Which is possibly fine if we do it similar to what I suggested in the
series. As it stands with the separate methods it's a no-go for me. But
that's a solvable problem, I think.
> To make this choice we divide all ops into four groups: create, remove,
> rename, open/create. If an inode has no operations in the group that
> require an exclusive lock, then a flag is set on the inode so that
> various code knows that a shared lock is sufficient. If the flag is not
> set, an exclusive lock is obtained.
>
> I've also added rename handling and converted NFS to use all _async ops.
>
> The motivation for this comes from the general increase in scale of
> systems. We can support very large directories and many-core systems
> and applications that choose to use large directories can hit
> unnecessary contention.
>
> NFS can easily hit this when used over a high-latency link.
> Lustre already has code to allow concurrent directory updates in the
> back-end filesystem (ldiskfs - a slightly modified ext4).

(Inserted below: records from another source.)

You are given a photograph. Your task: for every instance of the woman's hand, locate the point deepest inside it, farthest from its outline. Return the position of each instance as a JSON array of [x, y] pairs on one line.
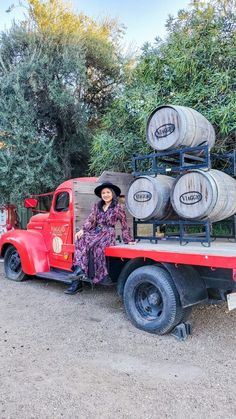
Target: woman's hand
[[79, 234]]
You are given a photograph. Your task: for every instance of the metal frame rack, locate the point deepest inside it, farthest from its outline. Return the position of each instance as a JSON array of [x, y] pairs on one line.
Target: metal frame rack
[[177, 161]]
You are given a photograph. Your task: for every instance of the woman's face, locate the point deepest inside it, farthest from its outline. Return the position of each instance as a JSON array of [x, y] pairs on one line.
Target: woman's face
[[107, 195]]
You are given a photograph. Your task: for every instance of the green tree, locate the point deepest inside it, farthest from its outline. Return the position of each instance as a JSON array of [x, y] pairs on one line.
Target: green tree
[[194, 67], [58, 72]]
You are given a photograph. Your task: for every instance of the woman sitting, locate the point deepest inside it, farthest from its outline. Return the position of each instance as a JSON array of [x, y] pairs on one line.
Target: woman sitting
[[97, 233]]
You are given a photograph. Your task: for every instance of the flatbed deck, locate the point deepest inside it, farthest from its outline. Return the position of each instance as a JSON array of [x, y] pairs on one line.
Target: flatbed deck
[[221, 253]]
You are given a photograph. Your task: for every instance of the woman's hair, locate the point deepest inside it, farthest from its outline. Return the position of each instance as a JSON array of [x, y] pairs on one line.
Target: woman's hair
[[114, 201]]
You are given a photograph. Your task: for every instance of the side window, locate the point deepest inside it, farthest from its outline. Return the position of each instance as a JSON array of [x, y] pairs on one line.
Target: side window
[[62, 202]]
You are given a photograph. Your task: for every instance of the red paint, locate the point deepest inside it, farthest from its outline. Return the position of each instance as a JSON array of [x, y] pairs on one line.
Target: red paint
[[48, 243], [215, 261]]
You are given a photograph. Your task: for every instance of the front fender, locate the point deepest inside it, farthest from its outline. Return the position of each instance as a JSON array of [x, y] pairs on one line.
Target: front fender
[[31, 248]]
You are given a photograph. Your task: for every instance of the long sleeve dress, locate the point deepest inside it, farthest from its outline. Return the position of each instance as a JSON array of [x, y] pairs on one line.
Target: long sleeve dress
[[99, 232]]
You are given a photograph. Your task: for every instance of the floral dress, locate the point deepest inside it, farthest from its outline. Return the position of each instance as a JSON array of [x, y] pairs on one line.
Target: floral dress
[[99, 232]]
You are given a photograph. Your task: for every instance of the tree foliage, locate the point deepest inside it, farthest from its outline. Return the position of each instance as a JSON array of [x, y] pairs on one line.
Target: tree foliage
[[58, 71], [194, 67]]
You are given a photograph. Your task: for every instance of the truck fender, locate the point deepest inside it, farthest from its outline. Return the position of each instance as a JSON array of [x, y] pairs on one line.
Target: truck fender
[[190, 286], [31, 248]]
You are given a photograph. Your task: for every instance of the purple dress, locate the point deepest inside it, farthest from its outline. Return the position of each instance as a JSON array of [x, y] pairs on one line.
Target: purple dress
[[99, 232]]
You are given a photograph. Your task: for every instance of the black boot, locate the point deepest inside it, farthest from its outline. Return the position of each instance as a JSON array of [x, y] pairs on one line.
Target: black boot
[[77, 272], [76, 286]]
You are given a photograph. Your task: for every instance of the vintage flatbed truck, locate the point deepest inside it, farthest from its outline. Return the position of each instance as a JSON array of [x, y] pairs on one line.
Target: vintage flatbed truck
[[158, 282]]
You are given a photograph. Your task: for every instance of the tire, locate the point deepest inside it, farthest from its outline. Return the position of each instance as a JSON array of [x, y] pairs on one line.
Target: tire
[[151, 300], [12, 265]]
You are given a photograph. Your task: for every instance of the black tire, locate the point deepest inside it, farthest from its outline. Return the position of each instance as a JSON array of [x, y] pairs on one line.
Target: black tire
[[151, 300], [12, 265]]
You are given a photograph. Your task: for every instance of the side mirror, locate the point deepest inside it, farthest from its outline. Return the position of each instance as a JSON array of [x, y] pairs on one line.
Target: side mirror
[[30, 203]]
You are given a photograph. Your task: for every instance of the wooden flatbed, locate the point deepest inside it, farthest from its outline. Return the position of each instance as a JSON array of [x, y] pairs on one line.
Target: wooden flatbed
[[221, 253]]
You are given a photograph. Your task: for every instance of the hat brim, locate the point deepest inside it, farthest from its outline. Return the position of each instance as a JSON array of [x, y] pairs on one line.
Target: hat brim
[[98, 189]]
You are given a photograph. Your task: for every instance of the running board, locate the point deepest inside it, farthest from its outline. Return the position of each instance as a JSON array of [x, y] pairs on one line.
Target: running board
[[56, 275]]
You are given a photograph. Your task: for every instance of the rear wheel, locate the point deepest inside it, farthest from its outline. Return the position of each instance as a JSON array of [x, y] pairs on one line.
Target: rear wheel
[[12, 265], [151, 300]]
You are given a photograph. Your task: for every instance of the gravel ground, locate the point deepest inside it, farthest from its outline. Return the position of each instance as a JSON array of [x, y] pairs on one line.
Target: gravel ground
[[79, 357]]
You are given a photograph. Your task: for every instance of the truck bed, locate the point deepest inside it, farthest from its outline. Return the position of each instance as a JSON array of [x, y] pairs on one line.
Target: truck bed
[[221, 253]]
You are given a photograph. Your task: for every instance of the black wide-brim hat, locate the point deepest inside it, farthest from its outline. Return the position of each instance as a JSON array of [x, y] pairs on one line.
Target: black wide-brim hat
[[108, 185]]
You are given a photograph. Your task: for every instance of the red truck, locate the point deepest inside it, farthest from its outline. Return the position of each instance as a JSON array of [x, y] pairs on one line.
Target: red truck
[[158, 282]]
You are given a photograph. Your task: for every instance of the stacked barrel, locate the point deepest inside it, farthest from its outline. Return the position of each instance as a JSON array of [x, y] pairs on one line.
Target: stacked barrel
[[193, 195]]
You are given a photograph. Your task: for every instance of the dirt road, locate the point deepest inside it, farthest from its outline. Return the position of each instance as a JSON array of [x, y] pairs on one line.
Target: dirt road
[[79, 357]]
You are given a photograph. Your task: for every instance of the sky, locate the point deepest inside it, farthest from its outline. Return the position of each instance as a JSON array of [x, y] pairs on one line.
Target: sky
[[144, 19]]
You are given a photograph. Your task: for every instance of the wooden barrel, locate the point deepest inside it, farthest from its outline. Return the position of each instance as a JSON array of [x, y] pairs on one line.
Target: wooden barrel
[[178, 126], [149, 197], [199, 195]]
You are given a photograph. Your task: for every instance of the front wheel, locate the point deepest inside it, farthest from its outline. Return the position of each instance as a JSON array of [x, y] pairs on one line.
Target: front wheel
[[12, 265], [151, 300]]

> Lustre developers believe this would also benefit the client-side
> filesystem with large core counts.
>
> The idea behind the async support is to eventually connect this to
> io_uring so that one process can launch several concurrent directory
> operations. I have not looked deeply into io_uring and cannot be
> certain that the interface I've provided will be able to be used. I
> would welcome any advice on that matter, though I hope to find time to
> explore myself. For now if any _async op returns -EINPROGRESS we simply
> wait for the callback to indicate completion.
>
> Test status: only light testing. It doesn't easily blow up, but lockdep
> complains that repeated calls to d_update_wait() are bad, even though
> it has balanced acquire and release calls. Weird?
>
> Thanks,
> NeilBrown
>
> [PATCH 01/19] VFS: introduce vfs_mkdir_return()
> [PATCH 02/19] VFS: use global wait-queue table for d_alloc_parallel()

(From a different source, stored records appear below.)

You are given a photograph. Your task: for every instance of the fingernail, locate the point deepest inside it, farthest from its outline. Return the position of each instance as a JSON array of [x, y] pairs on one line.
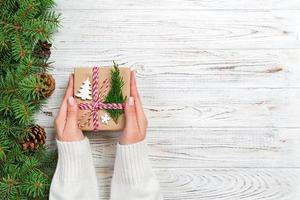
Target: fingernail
[[131, 101], [71, 100]]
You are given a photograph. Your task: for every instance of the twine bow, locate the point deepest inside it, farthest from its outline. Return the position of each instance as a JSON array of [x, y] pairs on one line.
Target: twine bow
[[97, 100]]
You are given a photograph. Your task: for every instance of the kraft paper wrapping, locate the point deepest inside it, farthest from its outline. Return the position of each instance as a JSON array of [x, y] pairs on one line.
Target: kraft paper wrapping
[[80, 75]]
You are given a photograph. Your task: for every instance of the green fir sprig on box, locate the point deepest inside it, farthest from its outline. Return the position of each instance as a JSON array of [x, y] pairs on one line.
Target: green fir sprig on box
[[26, 27], [115, 94]]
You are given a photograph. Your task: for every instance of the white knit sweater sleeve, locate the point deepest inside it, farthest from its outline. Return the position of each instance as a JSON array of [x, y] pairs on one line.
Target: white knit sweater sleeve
[[75, 175], [133, 177]]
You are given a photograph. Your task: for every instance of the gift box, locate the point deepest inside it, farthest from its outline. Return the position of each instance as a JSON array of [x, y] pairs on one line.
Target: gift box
[[101, 93]]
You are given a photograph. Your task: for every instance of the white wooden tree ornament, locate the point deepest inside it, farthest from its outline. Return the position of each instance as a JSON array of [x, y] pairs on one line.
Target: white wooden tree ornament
[[85, 90], [105, 119]]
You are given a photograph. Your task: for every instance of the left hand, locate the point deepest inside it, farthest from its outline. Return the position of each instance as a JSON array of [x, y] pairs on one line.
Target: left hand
[[66, 121]]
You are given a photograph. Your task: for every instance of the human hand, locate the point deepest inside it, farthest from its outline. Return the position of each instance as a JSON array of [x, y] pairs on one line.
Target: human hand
[[66, 121], [136, 121]]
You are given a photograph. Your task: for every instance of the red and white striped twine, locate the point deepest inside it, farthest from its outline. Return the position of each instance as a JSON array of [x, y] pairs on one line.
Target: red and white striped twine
[[97, 99]]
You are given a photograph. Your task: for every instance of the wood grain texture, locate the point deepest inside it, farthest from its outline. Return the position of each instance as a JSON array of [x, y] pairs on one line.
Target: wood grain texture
[[221, 184], [220, 85], [178, 29], [178, 4]]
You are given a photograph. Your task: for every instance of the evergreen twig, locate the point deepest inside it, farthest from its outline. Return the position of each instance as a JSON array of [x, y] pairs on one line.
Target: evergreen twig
[[115, 94]]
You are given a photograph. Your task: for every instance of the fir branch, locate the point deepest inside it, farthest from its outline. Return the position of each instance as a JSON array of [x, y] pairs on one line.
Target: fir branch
[[115, 94]]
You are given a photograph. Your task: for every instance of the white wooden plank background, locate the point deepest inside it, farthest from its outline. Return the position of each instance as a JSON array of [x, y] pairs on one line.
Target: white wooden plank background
[[220, 82]]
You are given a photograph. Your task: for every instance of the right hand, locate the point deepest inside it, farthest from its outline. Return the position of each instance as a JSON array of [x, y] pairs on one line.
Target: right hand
[[136, 121], [66, 121]]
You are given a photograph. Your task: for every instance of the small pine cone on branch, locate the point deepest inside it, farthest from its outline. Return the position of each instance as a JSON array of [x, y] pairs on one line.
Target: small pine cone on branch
[[48, 84], [37, 137]]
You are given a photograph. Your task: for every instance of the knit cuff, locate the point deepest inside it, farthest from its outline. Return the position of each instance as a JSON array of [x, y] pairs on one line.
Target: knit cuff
[[132, 164], [73, 159]]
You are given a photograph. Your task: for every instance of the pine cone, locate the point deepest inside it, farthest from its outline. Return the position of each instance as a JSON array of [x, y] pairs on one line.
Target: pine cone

> [PATCH 03/19] VFS: use d_alloc_parallel() in lookup_one_qstr_excl()
> [PATCH 04/19] VFS: change kern_path_locked() and
> [PATCH 05/19] VFS: add common error checks to lookup_one_qstr()
> [PATCH 06/19] VFS: repack DENTRY_ flags.

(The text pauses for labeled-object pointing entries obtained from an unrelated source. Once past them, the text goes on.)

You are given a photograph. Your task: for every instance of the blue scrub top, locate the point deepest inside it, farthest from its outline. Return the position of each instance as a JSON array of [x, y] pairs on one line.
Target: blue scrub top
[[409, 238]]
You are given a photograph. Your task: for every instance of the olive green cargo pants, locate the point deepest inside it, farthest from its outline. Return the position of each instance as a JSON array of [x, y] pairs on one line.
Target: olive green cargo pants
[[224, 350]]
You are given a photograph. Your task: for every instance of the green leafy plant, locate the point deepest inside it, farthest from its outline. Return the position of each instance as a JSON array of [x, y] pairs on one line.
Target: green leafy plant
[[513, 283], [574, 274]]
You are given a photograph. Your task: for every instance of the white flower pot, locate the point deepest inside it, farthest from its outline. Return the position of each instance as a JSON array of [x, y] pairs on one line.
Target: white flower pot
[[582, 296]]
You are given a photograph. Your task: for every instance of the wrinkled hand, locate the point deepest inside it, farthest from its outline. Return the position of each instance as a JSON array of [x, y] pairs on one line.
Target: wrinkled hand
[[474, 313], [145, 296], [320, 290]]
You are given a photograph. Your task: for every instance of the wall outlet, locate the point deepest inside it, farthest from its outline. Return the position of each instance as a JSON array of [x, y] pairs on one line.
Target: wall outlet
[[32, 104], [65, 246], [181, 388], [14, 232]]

> [PATCH 07/19] VFS: repack LOOKUP_ bit flags.
> [PATCH 08/19] VFS: introduce lookup_and_lock() and friends
> [PATCH 09/19] VFS: add _async versions of the various directory
> [PATCH 10/19] VFS: introduce inode flags to report locking needs for
> [PATCH 11/19] VFS: Add ability to exclusively lock a dentry and use
> [PATCH 12/19] VFS: enhance d_splice_alias to accommodate shared-lock
> [PATCH 13/19] VFS: lock dentry for ->revalidate to avoid races with
> [PATCH 14/19] VFS: Ensure no async updates happening in directory
> [PATCH 15/19] VFS: Change lookup_and_lock() to use shared lock when
> [PATCH 16/19] VFS: add lookup_and_lock_rename()
> [PATCH 17/19] nfsd: use lookup_and_lock_one() and
> [PATCH 18/19] nfs: change mkdir inode_operation to mkdir_async
> [PATCH 19/19] nfs: switch to _async for all directory ops.